On parle même, en 1931, d’une « commission du surmenage », qui recommande aux enseignants de ne point trop donner de travail à la maison. On demande des aménagements des rythmes scolaires, une baisse de l’horaire hebdomadaire, et les matières enseignées recommencent alors leur ballet des justifications, de la nécessité de tel ou tel cours, du volume horaire etc.…
Le point sur le livre
A l’heure où, en tant que parent, enseignant, membre d’association ou simple citoyen soucieux de l’avenir de la jeunesse de son pays, on est amené à se positionner sur les réformes en cours au lycée, une lecture assidue de cet ouvrage est recommandée. De même, le passionné en quête de documents précis sera ravi d’y trouver un riche étayage. Saluons ici le travail minutieux de l’auteur, preuve de sérieux, qui justifie bien d’intégrer la collection de l’Harmattan.
On peut juste regretter le manque de lisibilité de l’ensemble qui peut parfois se perdre dans les méandres de la sur-documentation et des allers retours entre les différentes réformes qui peuvent noyer le lecteur.
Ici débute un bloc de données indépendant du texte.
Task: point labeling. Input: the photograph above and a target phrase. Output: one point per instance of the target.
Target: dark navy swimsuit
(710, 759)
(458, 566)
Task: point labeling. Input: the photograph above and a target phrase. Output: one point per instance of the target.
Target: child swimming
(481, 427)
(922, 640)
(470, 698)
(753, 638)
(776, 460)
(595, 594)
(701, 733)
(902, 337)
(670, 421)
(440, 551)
Peut-être qu’une approche plus chronologique aurait été préférable. De même, le contexte politique, cependant abordé, aurait mérité d’être davantage étoffé. On le sait tous, la grande aventure de l’histoire de l’éducation et encore plus celle des sciences est intimement liée aux choix démocratiques de notre nation, et des hommes qui les portent. Le féru d’Histoire restera ainsi, un peu sur sa faim.
Gageons que le livre ne saurait se résumer à ces quelques remarques et qu’il mérite largement d’être découvert. Les enseignants de sciences physiques, à qui on demande désormais des approches pédagogiques innovantes et qui voient leur volume horaire sans cesse grignoté ne devraient pas hésiter à ce plonger dans ce document réellement Historique qui permet une plus large ouverture d’esprit. Il est la parfaite illustration que c’est dans les lectures anciennes que se prédit souvent l’avenir.